Description
In Peru, more than 120,000 vulnerable, non-indigenous small-scale farming families informally farm uncategorized State forest land. Their production systems typically rely on clearing forest land. As such, their activities contribute significantly to deforestation and greenhouse gas emissions from land use, land-use change and forestry, the country's highest-emitting sector (>50% of national total). This threatens Peru's commitments to reducing deforestation, restoring degraded land and to the Sustainable Development Goals.
The project addresses the lack of resilience of the farming families occupying State forest land. The research will contribute to scaling the Agroforestry Concessions regulation initiated by the Government of San Martin Region in mid-2018. This innovative scheme aims to promote ecosystems services restoration on deforested State forest land and conserve remnant forest in farmers' landholdings by formalizing occupation through a lease-type, 40-year usufruct title over land. It is conditional on adoption of integrated sustainable land management and forest conservation practices at the farm level.
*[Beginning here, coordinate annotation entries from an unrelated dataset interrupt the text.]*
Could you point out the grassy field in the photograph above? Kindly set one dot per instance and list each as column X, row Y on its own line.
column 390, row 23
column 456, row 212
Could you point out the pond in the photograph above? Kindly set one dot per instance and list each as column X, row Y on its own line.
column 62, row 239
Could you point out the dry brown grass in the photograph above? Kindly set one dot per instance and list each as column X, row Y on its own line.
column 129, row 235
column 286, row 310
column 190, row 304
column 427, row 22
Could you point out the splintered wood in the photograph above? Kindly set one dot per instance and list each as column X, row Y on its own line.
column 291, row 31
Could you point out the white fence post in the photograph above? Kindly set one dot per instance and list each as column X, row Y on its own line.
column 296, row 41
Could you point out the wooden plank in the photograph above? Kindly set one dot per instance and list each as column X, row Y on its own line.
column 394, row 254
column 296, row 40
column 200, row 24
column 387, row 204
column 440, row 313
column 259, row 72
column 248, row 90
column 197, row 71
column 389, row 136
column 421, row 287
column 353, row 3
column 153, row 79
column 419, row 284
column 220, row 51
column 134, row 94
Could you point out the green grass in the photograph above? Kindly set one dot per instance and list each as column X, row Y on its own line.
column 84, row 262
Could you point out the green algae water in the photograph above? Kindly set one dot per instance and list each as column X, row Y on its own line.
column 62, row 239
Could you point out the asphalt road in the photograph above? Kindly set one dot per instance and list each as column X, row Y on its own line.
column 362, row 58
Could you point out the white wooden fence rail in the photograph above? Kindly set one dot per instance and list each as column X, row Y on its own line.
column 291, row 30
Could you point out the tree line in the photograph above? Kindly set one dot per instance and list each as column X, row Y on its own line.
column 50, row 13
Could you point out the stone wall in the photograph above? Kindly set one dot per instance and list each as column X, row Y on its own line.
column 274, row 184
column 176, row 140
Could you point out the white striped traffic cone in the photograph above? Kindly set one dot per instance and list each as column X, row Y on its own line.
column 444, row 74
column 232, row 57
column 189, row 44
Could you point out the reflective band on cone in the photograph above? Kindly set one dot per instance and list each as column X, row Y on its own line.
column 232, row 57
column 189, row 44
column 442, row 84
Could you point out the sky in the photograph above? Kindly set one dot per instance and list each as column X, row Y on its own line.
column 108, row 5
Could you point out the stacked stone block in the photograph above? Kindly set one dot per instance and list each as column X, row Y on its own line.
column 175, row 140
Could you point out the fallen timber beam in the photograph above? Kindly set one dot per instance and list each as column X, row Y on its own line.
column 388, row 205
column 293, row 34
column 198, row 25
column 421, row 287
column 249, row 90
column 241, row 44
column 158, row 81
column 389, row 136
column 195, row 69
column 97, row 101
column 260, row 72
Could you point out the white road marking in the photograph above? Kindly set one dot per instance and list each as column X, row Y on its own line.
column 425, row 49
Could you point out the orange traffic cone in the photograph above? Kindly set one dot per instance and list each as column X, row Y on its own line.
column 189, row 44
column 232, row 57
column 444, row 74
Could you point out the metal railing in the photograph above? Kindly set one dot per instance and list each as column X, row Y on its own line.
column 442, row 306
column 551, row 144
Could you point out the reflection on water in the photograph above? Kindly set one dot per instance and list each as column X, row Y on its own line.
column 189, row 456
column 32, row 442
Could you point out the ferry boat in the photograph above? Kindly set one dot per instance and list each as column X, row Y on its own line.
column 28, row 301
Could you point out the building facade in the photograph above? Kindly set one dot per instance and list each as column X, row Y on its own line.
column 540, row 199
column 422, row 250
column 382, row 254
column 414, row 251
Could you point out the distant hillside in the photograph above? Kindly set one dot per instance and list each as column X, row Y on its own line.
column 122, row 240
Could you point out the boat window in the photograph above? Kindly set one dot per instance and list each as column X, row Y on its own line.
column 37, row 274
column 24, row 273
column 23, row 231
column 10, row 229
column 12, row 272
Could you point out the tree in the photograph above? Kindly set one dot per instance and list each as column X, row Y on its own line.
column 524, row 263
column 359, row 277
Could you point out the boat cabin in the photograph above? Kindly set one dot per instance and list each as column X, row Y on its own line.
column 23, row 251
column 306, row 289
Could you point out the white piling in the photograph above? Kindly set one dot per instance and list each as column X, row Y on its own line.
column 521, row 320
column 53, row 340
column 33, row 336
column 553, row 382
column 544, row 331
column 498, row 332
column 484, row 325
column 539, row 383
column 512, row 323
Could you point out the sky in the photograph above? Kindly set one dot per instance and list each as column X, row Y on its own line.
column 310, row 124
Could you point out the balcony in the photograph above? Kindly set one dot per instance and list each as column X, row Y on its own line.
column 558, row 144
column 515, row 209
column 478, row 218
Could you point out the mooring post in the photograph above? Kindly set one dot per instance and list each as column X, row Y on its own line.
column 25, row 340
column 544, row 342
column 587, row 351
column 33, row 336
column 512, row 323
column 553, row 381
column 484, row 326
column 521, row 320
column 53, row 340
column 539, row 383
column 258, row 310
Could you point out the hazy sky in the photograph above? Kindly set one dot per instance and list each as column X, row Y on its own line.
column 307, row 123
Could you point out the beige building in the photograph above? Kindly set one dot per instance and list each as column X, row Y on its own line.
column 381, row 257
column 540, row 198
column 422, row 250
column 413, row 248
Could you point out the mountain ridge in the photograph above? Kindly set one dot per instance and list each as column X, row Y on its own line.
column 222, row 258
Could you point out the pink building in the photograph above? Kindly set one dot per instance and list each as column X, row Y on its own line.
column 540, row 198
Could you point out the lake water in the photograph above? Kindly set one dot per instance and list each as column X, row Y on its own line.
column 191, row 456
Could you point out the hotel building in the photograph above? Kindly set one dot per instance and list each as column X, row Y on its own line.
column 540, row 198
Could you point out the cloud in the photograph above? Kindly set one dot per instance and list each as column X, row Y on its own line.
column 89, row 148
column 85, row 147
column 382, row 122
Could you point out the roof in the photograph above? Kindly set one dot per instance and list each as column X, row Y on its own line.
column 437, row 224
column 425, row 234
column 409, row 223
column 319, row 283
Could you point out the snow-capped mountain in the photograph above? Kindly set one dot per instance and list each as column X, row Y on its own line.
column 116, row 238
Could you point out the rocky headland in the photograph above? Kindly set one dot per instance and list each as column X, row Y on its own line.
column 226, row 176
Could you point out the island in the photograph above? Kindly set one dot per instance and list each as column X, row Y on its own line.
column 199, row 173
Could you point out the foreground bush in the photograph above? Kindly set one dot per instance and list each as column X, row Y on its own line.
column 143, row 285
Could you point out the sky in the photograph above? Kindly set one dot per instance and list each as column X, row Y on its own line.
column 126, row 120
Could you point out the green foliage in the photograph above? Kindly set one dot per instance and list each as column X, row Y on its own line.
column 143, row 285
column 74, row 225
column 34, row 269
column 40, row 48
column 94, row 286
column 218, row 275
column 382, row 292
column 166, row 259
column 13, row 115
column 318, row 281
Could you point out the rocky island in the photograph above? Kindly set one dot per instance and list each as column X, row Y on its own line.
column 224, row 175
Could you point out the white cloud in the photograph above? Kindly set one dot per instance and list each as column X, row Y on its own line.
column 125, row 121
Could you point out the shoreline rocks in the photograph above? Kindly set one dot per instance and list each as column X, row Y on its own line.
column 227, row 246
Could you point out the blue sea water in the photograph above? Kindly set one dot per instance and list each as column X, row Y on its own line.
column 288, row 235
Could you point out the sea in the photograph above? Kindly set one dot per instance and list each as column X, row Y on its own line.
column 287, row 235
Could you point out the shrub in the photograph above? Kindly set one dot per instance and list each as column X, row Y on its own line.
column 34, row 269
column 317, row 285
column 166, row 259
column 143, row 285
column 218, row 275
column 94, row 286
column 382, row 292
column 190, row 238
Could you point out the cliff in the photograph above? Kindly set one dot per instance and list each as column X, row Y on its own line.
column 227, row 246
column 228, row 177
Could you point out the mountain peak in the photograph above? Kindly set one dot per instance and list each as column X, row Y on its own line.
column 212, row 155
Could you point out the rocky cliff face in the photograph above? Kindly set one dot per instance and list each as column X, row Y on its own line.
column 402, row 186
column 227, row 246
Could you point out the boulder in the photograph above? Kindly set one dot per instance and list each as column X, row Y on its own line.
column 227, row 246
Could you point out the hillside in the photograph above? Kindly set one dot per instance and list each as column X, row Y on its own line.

The project focuses on the development of the rural advisory services component of the regional Agroforestry Concessions scaling strategy. It is based on co-generation, with the Government of San Martin and other key partners, of knowledge on:
- the socio-technical feasibility and likely impacts of alternative rural advisory services models
- contextual scaling and local governance aspects that will interact with the advisory services, and additional support required to ensure scaling of the scheme
- tailored knowledge on which specific integrated sustainable land-management practices work best where, for whom and at what cost.